Paul Nurse suggests that analyzing the information flow in living organisms would help to understand certain behaviors, which are not completely clear nowadays.
From a computer systems researcher standpoint, the interesting aspect of Paul Nurse's idea is that it goes on the opposite direction of previous studies: instead of drawing inspiration from nature to build information management systems (e.g. ant inspired algorithms), the author proposes to use information science tools to study the nature.
A piece from the article:
Systems analyses of living organisms have used a variety of biochemical and genetic interaction traps with the emphasis on identifying the components and describing how these interact with each other. These approaches are essential but need to be supplemented by more investigation into how living systems gather, process, store and use information, as was emphasized at the birth of molecular biology.

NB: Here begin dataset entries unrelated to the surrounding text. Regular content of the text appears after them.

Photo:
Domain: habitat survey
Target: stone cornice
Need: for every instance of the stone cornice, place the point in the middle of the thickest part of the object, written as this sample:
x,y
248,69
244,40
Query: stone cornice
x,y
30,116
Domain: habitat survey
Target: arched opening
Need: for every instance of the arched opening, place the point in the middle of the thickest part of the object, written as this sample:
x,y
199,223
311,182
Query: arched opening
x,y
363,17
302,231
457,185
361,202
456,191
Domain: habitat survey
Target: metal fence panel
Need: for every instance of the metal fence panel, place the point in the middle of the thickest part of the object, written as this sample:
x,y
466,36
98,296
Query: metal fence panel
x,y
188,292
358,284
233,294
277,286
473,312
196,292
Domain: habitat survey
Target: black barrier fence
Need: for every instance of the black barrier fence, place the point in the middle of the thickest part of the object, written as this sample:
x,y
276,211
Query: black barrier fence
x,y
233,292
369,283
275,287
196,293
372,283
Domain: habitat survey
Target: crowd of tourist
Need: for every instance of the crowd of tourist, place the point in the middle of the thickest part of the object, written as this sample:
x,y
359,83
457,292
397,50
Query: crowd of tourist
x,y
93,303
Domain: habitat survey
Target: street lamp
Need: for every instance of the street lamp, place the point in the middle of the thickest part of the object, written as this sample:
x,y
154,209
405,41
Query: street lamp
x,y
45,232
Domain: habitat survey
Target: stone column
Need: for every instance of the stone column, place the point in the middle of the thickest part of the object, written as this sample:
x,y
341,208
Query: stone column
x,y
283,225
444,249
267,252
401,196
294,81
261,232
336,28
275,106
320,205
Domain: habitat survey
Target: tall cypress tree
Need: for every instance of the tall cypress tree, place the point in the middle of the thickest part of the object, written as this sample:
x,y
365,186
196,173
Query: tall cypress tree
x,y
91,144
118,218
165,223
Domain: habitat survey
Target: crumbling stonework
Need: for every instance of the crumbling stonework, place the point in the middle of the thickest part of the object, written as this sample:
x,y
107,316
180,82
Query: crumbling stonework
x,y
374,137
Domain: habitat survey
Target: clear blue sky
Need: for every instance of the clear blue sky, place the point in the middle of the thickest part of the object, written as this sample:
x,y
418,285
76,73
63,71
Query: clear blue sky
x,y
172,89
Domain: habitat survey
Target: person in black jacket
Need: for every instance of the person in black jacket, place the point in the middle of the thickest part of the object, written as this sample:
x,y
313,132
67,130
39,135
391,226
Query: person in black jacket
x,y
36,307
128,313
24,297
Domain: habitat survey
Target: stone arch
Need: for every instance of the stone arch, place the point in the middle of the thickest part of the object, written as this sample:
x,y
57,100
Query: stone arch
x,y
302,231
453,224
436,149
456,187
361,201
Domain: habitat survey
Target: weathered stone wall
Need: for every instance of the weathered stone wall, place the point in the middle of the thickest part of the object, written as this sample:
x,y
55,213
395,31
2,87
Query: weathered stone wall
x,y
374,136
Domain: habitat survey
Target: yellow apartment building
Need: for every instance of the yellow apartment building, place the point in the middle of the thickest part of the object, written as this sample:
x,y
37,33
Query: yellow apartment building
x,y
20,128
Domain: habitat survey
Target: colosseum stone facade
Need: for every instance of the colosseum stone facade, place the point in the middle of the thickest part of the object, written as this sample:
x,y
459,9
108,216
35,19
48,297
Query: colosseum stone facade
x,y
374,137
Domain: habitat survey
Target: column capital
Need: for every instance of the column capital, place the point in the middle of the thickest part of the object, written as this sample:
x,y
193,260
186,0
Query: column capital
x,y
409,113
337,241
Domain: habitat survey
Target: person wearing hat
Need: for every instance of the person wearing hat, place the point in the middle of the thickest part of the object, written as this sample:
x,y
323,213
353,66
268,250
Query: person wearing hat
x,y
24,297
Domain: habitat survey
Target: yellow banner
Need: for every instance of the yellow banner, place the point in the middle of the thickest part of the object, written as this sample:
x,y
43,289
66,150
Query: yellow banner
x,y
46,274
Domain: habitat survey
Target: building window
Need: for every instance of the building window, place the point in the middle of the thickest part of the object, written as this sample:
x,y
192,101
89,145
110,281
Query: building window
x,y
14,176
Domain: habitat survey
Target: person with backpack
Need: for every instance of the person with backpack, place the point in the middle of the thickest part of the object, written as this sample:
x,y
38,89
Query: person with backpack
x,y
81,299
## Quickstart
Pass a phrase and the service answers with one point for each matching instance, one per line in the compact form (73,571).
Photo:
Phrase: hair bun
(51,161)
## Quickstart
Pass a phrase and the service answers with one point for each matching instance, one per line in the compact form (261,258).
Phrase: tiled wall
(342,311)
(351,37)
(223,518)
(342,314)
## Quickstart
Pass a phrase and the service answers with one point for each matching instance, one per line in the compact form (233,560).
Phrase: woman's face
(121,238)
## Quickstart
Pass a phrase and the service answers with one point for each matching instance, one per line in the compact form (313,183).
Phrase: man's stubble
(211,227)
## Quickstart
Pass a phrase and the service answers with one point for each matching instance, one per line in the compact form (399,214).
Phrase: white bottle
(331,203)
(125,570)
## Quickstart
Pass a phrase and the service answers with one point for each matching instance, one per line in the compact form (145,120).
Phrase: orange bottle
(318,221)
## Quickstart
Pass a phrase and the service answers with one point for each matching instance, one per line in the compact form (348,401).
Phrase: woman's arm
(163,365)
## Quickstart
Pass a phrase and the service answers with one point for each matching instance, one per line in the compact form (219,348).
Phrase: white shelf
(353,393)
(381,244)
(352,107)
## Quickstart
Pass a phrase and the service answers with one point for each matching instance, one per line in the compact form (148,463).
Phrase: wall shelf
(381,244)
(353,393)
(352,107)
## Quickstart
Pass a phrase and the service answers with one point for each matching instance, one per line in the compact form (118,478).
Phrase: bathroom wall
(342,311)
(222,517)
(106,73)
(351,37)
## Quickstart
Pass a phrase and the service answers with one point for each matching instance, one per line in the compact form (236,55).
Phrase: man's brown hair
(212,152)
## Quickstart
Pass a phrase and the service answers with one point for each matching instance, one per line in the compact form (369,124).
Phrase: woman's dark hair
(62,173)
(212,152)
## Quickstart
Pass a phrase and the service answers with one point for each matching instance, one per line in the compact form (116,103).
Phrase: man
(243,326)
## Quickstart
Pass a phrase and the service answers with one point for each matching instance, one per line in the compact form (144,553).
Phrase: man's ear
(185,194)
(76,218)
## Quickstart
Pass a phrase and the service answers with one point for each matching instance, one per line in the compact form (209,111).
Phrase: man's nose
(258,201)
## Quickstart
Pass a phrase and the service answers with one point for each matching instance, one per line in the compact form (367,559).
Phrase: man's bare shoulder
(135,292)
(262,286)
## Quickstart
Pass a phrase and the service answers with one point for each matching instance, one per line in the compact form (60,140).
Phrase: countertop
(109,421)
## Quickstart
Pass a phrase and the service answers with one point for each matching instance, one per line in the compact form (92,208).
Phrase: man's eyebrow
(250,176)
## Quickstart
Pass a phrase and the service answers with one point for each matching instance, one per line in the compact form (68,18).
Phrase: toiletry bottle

This sounds exciting, as a better understanding of living systems could feedback into the bio-inspired approach of designing distributed computational systems.
A couple of years ago, I briefly explored the design of a distributed storage system based on the behavior of the Messor Barbarus ants (for more details on the M. Barbarus ants see Anderson, C., J.J. Boomsma, and J.J. Bartholdi, III. 2002. Task partitioning in insect societies: bucket brigades. Insectes sociaux 49(2): 171-180).
The rationale behind it is quite simple: every time an unloaded larger ant encounters a loaded smaller ant, the load is passed from the smaller to the larger ant. This naturally spread the work among the workers according to their capacity (strength and speed).
Bringing it back to the context of distributed storage systems, the idea is to enable a self-organizing load balance scheme by making larger nodes to request more load from lower capacity nodes. The goal is to improve throughput and data availability.
Obviously, a comprehensive performance evaluation is necessary to claim that this strategy would lead to an globally efficient system.